As you described, a major issue here is who you are becoming as a woman and as an independent person. An age difference between 18 and 24 is quite a gap when we considered how personalities change during those times. You have matured during this relationship, improved your self-esteem and self-confidence, and are looking at the future. I suspect John was fairly solid in his personality at 24, probably something that attracted you at the time. In considering your situation, I can propose a theory:
While you have made dramatic changes in your maturity and personality, John has probably changed very little. The current method of discussion and problem solving in the relationship is very ineffective — yelling, screaming, dredging up old history, and talking down to you to the point of exhaustion. He may be still relating to you as if you were 18 with low self-esteem. He may actually be threatened by your maturity in the relationship, something that often prompts him to use “history” in the current arguments, as though you were still making decisions at that age level.

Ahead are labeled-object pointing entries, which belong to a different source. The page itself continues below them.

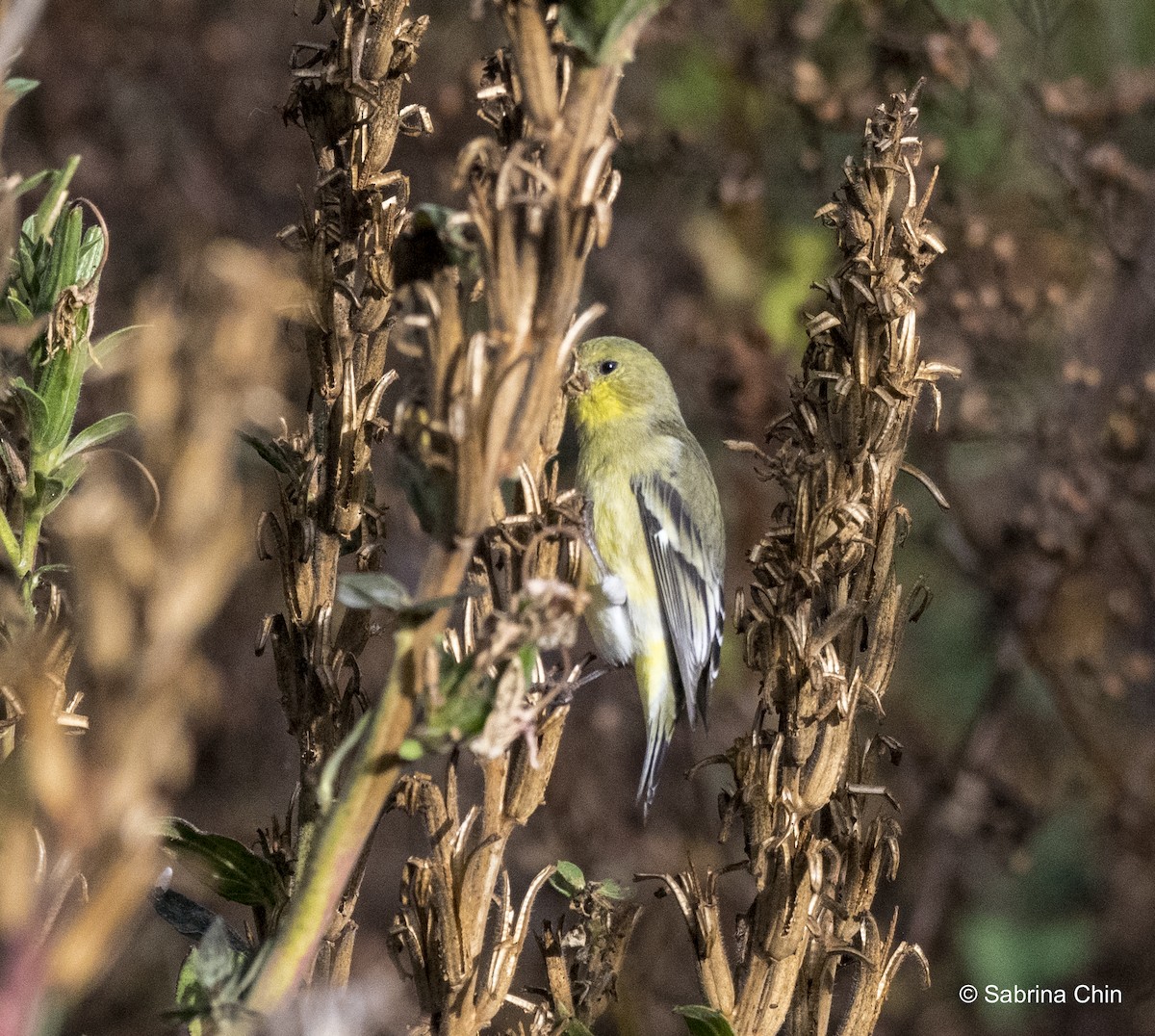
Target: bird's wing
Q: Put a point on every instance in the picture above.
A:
(688, 579)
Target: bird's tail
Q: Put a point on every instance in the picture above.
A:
(658, 735)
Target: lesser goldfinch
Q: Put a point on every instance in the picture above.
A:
(655, 536)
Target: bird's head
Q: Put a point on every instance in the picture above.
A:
(616, 380)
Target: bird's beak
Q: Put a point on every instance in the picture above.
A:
(577, 383)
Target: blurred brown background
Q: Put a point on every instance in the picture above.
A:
(1025, 695)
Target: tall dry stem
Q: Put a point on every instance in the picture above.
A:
(821, 624)
(540, 197)
(346, 96)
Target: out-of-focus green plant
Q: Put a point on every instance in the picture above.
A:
(51, 291)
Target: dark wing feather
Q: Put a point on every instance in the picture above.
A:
(687, 568)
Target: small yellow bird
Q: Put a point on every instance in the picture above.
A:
(655, 536)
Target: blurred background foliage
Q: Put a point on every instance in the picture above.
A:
(1023, 700)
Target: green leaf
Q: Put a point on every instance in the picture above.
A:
(98, 433)
(38, 225)
(705, 1022)
(36, 411)
(52, 489)
(605, 30)
(569, 880)
(372, 589)
(271, 453)
(232, 869)
(17, 311)
(64, 259)
(18, 87)
(364, 590)
(211, 979)
(410, 750)
(91, 250)
(576, 1028)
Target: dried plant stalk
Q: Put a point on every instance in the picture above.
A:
(540, 197)
(347, 98)
(821, 624)
(540, 200)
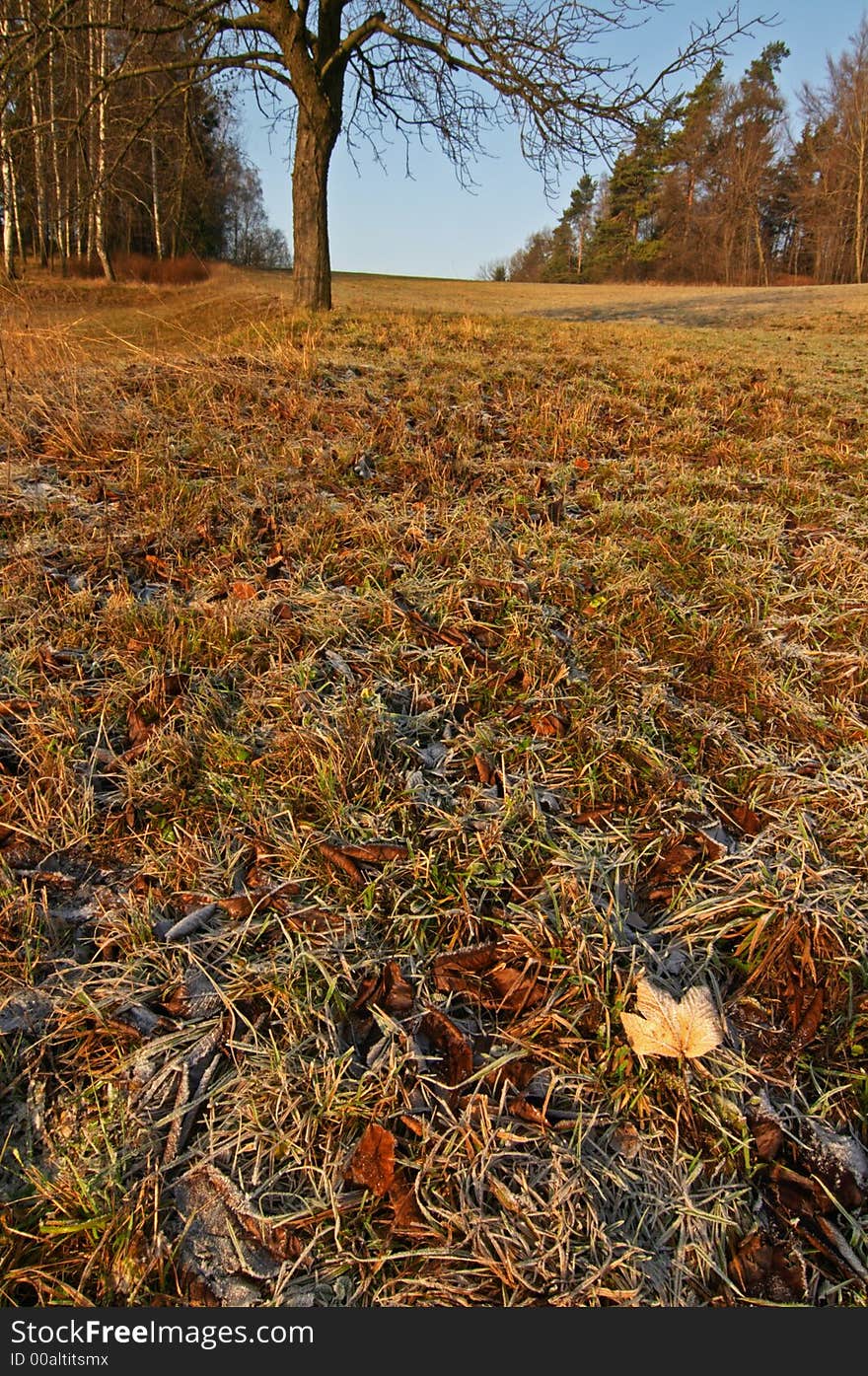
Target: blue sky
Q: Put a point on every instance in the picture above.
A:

In this situation I often advise putting the relationship on informal/unannounced probation. Project a time, perhaps several months, and decide that during that time you are going to try to fix the relationship — and see if he wants to fix it as well. Focus on discussions like two adults, almost business-like, and remind him that “history”, blame, screaming, etc. are irrelevant and inappropriate in relationship discussions. Give him your emotional expectations. During this probation time you should receive a good indication of his ability to be the partner you need at this time — not six years ago. He may rise to meet the challenge and change in the relationship. You may also discover that you have matured beyond what he can do. In any event, evaluate the progress at the end of the probation time and determine your next step. If your efforts produced no change, then change is not likely in the future.